# DIY Dust Collector Box Design?



## nickrochon (Feb 8, 2013)

Anyone have any experience with building a dust collection system like this?










I like the design, think I could just make it myself with PVC fittings from the hardware store. Thoughts?


----------



## Mike (Nov 22, 2004)

Nick, a box like this will remove the largest cuttings but most of the fines will travel through to your vacuum. I think you would be better off spending the money to buy either an Onieda-Air Dust Deputy or Clear Vue Cyclone. The cyclonic action of these units will cause most of the fines to remain in your box as well as the big stuff. I am not sure how much difference using a box as opposed to a drum effects the dispersal of fines but I will check with the companies later today for their recommendations. I do know I would rather empty a 5 gallon bucket than lift a box like the one shown.


----------



## andysden (Aug 9, 2011)

are you putting this before or after the vacuum andy


----------



## carlp. (Nov 3, 2012)

Hi Mike is it possible to get more info on that clear vue mini cyclone regards carl


----------



## Cassandra (Mar 15, 2006)

CV06 Mini System - Clear Vue Cyclones


----------



## MT Stringer (Aug 15, 2012)

I have a Dust Deputy connected upstream of a Shop Vac and it works great. The filter in the Shop Vac helps reduce the fines leaving the exhaust.

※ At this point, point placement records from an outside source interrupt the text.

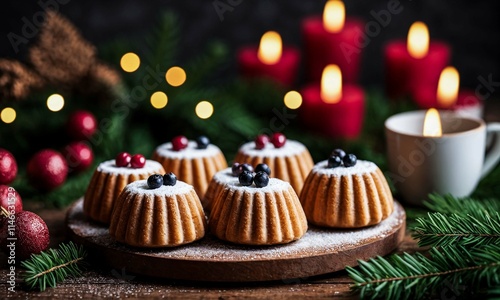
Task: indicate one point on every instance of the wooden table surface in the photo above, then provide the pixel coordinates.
(101, 281)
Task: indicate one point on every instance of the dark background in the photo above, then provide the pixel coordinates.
(471, 27)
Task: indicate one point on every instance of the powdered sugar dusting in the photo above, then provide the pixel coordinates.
(165, 150)
(361, 167)
(225, 176)
(109, 167)
(316, 241)
(141, 187)
(290, 148)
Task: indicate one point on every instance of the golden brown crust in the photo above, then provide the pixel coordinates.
(349, 201)
(257, 218)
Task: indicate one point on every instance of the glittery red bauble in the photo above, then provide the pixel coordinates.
(78, 155)
(31, 232)
(81, 124)
(47, 169)
(10, 199)
(8, 167)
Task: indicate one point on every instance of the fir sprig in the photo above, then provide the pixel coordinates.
(441, 230)
(53, 266)
(416, 276)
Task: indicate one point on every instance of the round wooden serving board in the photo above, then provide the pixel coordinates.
(319, 251)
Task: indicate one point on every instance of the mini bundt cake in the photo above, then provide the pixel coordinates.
(252, 215)
(346, 194)
(152, 217)
(216, 185)
(290, 160)
(106, 184)
(192, 163)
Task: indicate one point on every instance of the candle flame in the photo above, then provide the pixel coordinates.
(334, 16)
(270, 48)
(448, 85)
(331, 84)
(432, 123)
(418, 40)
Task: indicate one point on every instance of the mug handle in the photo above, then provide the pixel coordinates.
(493, 155)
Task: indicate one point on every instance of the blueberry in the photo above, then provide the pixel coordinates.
(202, 142)
(155, 181)
(246, 167)
(350, 160)
(338, 152)
(334, 161)
(263, 168)
(261, 179)
(169, 179)
(245, 178)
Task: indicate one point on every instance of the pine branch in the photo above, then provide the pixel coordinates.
(416, 276)
(53, 266)
(443, 230)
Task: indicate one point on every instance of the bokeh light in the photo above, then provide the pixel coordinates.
(55, 102)
(175, 76)
(8, 115)
(204, 110)
(130, 62)
(293, 100)
(159, 100)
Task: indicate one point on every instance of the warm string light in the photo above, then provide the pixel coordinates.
(159, 100)
(418, 40)
(293, 100)
(204, 109)
(448, 85)
(55, 102)
(130, 62)
(175, 76)
(432, 123)
(8, 115)
(270, 48)
(334, 16)
(331, 84)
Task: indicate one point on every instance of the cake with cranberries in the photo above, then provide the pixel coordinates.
(343, 192)
(158, 212)
(194, 162)
(109, 179)
(290, 160)
(257, 210)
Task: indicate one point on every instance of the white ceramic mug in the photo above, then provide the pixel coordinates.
(453, 163)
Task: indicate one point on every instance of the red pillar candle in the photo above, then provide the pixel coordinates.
(415, 64)
(333, 109)
(270, 60)
(446, 96)
(331, 40)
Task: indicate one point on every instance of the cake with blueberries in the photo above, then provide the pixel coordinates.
(109, 179)
(222, 178)
(343, 192)
(158, 212)
(194, 162)
(290, 160)
(257, 210)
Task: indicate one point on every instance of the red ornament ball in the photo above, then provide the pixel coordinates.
(78, 155)
(122, 159)
(261, 141)
(8, 167)
(179, 142)
(31, 232)
(10, 199)
(81, 125)
(138, 161)
(278, 140)
(47, 169)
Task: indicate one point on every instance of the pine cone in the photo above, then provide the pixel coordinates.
(61, 55)
(16, 80)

Check out this comparison...
Cyclone Separator Shootout - YouTube


----------



## Alan M (Mar 29, 2010)

i dont think this will work very good

one thing you dont do with dc seperaters is make the aid and dust go around tight bends and corners. that design is all about corners. . 
i would buy a dust deputy or clear view version or build a thien baffel. 
iv got a few thien baffel seperaters and they work great


----------



## DesertRatTom (Jul 3, 2012)

Having put together several dust collectors, I suggest you stick with the Rockler style connectors shown. They work far better and fit better than hardware store connectors. I also suggest you find a way to build the bins themselves as either drawers or lift out boxes. Either way, you'll probably want to put the in and out connectors on top so you can remove the top, lift out and dump the drawers. This bin looks like you have to pick up the whole thing to dump it out. I have also found that the incoming port needs to blast against a surface (as the picture shows) so that chips and most of the sawdust is stopped and drops down into the first bin. You could also fit a flat filter into a third and final chamber to pick up most of fine particles so very little dust goes through the vacuum or blower itself. That would make it feasible to port the exhaust outside, which I suspect might increase cfpm a bit. Dust collection is a must. Breathing in carcinogenic sawdust is a bad idea...take it from a throat cancer survivor.


----------



## richjh (Jan 14, 2013)

I priced fittings at my local Lowes store and by the time you get everything you would need it added up to more than the $15 US I paid for the Dust RIGHT connectors from Rockler. I have not built my collection box yet so some of the advice here should make my system more useable. My final stage is a small portable dust collector system I picked up at Harbor Freight with a dust collection bag with the standard 4" connectors.


----------



## Willway (Aug 16, 2012)

++ On the Rockler connectors, a round container will work much better. Add a hardboard or plywood baffle on allthread rod a couple of inches below the L's and generate some real cyclonic action.


----------



## GulfcoastGuy (Feb 27, 2012)

The wife got me one of these for my B'day. It works fine with my anemic shopvac, holds a lot, you can see when it needs emptying, rolls nice, and doesn't tip easily.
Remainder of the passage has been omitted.